But there’s other malware that can attack you to:

  • Steal credit card information
  • Show unwanted ads and direct people to spam sites
  • Inject spam on a page, etc.

Is the site exposed to SQL injection?

SQL is a language that is used to interact with databases.

For example:

Select first-name, last-name from contact-table;

This is selecting all the first name and last names from the contact table.

SQL injection is when a hacker changes that sql statement.

For example:

There is a search done on your website which is converted to SQL and sent to the database.  The vulnerability is on the web page so the SQL is changed.  There’s some additional information added to the SQL statement so that more information is returned from the database.

The hackers can then steal this information.

Is the website exposed to cross site scripting?

Cross site scripting refers to injecting client side scripts that are typically executed when a page loads.

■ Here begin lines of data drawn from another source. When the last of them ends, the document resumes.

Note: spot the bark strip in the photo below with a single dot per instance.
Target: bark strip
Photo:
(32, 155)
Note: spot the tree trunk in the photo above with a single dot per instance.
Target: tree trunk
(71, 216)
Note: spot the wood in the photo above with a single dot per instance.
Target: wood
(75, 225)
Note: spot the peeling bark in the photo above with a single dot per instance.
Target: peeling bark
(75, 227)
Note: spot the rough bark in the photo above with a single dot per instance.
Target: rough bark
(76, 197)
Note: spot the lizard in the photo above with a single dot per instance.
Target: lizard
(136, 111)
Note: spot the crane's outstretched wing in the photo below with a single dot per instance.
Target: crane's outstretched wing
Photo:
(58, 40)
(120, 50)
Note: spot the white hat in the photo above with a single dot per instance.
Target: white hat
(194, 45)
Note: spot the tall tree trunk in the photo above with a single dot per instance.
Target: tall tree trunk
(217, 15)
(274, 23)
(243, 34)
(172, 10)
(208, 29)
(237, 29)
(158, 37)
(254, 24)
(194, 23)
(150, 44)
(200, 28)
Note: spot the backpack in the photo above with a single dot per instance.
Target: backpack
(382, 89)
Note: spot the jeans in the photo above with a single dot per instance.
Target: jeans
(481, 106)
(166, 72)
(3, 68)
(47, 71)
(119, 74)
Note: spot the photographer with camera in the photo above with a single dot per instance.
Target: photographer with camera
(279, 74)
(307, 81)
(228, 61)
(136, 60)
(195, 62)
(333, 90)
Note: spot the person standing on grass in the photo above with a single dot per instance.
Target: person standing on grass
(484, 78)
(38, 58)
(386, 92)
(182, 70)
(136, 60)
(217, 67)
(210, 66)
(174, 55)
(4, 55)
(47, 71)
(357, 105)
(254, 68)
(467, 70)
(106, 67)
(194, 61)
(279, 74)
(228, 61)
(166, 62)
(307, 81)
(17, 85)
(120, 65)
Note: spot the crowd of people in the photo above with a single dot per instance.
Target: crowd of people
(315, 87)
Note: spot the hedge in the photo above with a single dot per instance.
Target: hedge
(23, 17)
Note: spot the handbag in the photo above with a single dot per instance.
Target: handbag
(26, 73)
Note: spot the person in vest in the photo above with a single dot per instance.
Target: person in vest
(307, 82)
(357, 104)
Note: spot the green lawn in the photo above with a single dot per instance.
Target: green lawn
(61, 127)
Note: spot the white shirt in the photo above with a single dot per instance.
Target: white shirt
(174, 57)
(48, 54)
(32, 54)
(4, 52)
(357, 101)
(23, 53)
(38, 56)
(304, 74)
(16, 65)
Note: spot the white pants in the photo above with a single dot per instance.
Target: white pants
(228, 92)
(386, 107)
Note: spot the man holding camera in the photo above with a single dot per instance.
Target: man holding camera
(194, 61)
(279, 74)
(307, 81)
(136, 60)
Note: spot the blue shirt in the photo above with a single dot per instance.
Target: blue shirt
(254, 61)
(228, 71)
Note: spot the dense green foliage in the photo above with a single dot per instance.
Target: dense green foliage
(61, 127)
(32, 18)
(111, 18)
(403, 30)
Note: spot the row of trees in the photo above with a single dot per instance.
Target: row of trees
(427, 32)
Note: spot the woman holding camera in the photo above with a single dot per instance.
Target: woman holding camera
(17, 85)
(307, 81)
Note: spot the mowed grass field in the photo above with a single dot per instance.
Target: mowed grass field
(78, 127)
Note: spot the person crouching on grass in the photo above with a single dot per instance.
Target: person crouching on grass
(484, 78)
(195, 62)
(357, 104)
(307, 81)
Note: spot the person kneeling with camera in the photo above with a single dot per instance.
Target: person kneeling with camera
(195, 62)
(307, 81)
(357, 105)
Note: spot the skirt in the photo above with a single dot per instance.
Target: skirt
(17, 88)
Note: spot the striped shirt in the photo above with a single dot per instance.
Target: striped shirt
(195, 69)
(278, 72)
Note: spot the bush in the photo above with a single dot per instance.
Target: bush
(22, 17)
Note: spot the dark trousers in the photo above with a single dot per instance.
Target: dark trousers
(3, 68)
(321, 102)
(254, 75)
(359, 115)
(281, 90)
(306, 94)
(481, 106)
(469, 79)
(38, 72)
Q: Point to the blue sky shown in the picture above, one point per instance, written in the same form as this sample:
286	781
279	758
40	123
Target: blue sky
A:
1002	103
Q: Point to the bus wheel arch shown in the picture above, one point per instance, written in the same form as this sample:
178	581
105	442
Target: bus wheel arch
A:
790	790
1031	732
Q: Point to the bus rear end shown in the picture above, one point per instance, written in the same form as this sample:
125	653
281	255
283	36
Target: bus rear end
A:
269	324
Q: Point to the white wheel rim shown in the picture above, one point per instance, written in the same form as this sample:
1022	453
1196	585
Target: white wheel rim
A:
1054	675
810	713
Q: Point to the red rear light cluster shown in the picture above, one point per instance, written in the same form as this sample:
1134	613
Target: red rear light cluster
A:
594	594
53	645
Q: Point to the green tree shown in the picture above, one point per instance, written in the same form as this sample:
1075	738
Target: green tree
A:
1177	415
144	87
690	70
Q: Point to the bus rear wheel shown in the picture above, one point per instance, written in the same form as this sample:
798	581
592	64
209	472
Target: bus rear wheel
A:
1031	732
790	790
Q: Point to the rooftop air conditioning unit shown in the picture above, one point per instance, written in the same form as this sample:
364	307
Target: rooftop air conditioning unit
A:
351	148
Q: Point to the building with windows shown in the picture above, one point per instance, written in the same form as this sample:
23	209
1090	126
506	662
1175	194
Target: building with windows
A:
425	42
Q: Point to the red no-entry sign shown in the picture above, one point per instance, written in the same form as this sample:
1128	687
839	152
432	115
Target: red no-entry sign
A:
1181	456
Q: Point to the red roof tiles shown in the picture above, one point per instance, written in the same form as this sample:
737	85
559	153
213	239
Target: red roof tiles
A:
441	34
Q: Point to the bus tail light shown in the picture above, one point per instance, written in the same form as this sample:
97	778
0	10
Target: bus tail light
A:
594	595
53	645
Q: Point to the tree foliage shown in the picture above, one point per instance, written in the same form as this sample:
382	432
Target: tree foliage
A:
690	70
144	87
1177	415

This could completely change what gets displayed on the web page.

Are there outdated plugins on the website?

Plugins get updated all the time and mostly those updates are related to bug fixes.

An important bug fix is when there is vulnerability in the plugin that could compromise your website security.

Is the website exposed to Dos/DDoS attacks?

DoS is denial of service where one machine attacks another.

DDoS is distributed denial of service where many machines attack one machine!

The purpose?

As the name suggests it’s to deny service.  Which means once you have a DDos (or DoS) attack then it’s unlikely that anyone will be able to access your website.

Who has access and what level of access?

On more than one occasion I have given access to my website to an Agency/Developer to perform a particular action but forgot to remove their access afterwards.

So you need to audit roles/permissions on your website to see who still has access and remove access where it’s no longer necessary.

Is the website secure from bots filling out forms?

This one is really annoying because you get constant spammy emails!

Mike Stelzner

Securing your website from bots that attempt to complete your forms with bogus data or try to attack your login page is essential.

Mike Stelzner, Founder, Social Media Examiner

Is the checkout process secure?

Your checkout process has to be protected with a valid SSL certificate but it also has to follow the latest security standards, like GDPR for EU.

During checkout, your customers are sharing their personal information (address, email, credit card info, etc.) so you need to make sure the data is secured.

Your website has to adhere to Payment Card Industry (PCI) rules which ensures that you are processing and storing user’s credit card information in a secure manner.